REDUCE DRAG: Swim tall and streamlined. Think about swimming quietly and calmly in a straight line. We want to reduce the drag from excess motion and the drag from the body not being in a streamline. There are many drills depending on what your specific need is. Unfortunately, there is not a one size fits all drill for better swimming. But this is a great time to incorporate regular drills into your swim practice. Remember, any time you work on a change in technique, there will be a period where you become less efficient. You may be slower, have a higher heart rate, feel awkward or like you are working harder. Stick it out as over time, you will become faster and able to work at a lower heart rate (ie more efficiently).
Now is a great time to have a friend or family member video you in the water. Taking a short video from both the front and the side using a phone above water can help. Look from the front and the side and see what you notice. Or, send the video to your coach to help you break down where the areas you need to work on. Coach does do private swim consultations should you need more help!
FREQUENCY: Increasing frequency of swimming is one of the best ways to improve technique and efficiency. Two 30 minute swims will improve efficiency more than one 60 minute session, for instance. Keeping the swim fresh and actively working on those areas you need improvement will reinforce better skills and better swimming.

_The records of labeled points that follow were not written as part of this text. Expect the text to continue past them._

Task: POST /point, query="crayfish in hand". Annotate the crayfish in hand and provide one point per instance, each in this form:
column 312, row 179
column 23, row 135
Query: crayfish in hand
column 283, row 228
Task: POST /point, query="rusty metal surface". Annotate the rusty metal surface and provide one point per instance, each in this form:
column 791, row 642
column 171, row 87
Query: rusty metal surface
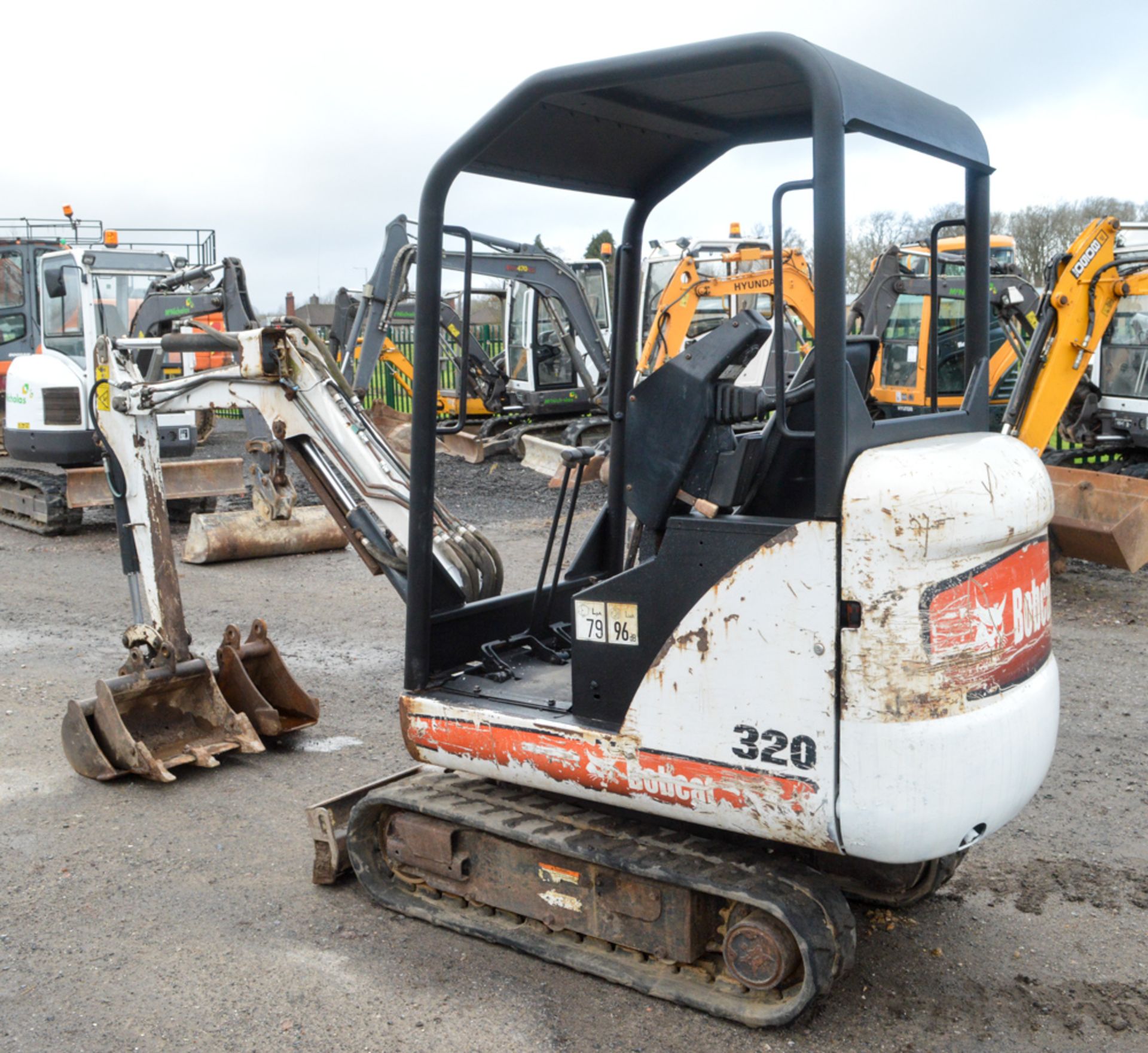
column 554, row 832
column 255, row 680
column 561, row 893
column 223, row 536
column 328, row 822
column 759, row 950
column 87, row 489
column 465, row 445
column 166, row 712
column 1101, row 517
column 152, row 721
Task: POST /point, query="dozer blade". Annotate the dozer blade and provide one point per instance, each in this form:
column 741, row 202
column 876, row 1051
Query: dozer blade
column 222, row 536
column 255, row 682
column 465, row 445
column 328, row 822
column 1101, row 517
column 151, row 721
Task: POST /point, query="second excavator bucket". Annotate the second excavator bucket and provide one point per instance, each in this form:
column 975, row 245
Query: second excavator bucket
column 154, row 718
column 152, row 721
column 1101, row 517
column 255, row 681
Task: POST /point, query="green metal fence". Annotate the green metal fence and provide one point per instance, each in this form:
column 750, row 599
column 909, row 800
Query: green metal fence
column 383, row 384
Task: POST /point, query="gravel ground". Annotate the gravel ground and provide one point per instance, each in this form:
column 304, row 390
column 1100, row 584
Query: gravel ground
column 139, row 917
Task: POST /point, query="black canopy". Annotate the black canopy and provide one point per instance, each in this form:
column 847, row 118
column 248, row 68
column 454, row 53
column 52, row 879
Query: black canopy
column 617, row 126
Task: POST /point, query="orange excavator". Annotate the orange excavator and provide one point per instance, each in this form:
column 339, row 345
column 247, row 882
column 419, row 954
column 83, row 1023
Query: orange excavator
column 898, row 307
column 674, row 319
column 1085, row 375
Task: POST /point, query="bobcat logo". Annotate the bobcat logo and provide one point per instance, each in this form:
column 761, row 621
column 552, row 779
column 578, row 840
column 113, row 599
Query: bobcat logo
column 989, row 622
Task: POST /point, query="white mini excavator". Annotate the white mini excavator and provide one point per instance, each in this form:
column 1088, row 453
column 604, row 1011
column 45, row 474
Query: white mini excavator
column 789, row 664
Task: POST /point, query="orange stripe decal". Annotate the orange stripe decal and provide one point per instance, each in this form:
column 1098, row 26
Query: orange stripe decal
column 603, row 764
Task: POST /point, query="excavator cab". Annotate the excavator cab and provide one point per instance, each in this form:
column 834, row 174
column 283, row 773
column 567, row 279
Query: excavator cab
column 766, row 672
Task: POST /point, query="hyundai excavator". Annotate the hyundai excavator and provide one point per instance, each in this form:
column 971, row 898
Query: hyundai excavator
column 1085, row 374
column 688, row 288
column 898, row 304
column 670, row 762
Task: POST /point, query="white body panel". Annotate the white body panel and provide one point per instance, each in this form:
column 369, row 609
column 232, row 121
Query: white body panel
column 917, row 790
column 28, row 376
column 949, row 694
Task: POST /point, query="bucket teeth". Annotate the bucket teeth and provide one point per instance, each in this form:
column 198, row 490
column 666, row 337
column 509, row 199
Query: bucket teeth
column 154, row 719
column 255, row 680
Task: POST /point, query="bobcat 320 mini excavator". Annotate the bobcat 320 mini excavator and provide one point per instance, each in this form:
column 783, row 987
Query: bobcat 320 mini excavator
column 668, row 765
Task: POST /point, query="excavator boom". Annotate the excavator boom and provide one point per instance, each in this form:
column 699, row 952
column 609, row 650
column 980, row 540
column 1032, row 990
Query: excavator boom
column 1103, row 509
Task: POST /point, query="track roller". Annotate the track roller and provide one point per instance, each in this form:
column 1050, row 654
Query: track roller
column 725, row 929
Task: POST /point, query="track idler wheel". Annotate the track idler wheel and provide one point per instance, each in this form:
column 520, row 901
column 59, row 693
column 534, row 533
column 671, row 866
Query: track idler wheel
column 759, row 950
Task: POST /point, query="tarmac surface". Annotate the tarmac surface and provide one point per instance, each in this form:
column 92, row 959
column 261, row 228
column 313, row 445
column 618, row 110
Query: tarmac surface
column 144, row 917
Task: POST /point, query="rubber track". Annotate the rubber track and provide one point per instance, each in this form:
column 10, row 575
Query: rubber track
column 808, row 903
column 61, row 519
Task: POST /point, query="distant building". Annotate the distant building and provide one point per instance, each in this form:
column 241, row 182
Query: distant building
column 319, row 316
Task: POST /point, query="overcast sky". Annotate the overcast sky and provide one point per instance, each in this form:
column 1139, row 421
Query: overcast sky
column 298, row 131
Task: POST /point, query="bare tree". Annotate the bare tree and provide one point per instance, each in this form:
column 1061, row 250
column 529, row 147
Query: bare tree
column 869, row 238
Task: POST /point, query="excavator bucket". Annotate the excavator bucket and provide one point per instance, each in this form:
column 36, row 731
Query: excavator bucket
column 255, row 682
column 1101, row 517
column 465, row 445
column 153, row 721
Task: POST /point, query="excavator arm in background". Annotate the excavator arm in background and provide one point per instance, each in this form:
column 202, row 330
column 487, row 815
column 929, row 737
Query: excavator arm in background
column 544, row 271
column 1014, row 303
column 169, row 707
column 1103, row 506
column 1083, row 289
column 687, row 288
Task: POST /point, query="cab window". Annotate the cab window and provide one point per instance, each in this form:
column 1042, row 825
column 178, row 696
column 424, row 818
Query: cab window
column 12, row 279
column 552, row 365
column 900, row 343
column 13, row 326
column 517, row 349
column 1124, row 360
column 63, row 321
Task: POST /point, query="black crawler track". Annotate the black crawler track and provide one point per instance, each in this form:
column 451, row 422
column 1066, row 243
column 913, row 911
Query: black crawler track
column 44, row 500
column 811, row 907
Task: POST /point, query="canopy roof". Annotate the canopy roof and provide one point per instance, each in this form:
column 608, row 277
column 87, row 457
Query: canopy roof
column 618, row 126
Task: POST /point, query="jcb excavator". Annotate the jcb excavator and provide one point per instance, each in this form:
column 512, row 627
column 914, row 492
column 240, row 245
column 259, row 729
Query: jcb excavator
column 670, row 762
column 898, row 304
column 688, row 288
column 1093, row 318
column 556, row 371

It’s very easy to get all grumbly about “Ugh, i gotta go the pool.” Lucky you! You’ve signed up for an Ironman and GET to go to the pool. It may feel very daunting now looking at what needs to happen over the next 8 months. But setting the foundation now will pay off.
With 8 months to go, it’s not the time to stress about any one missed or difficult workout. However, it is time to build in all three sports. You need that time in the water, the time on the bike and the time on your feet starting now. Bring on the new year!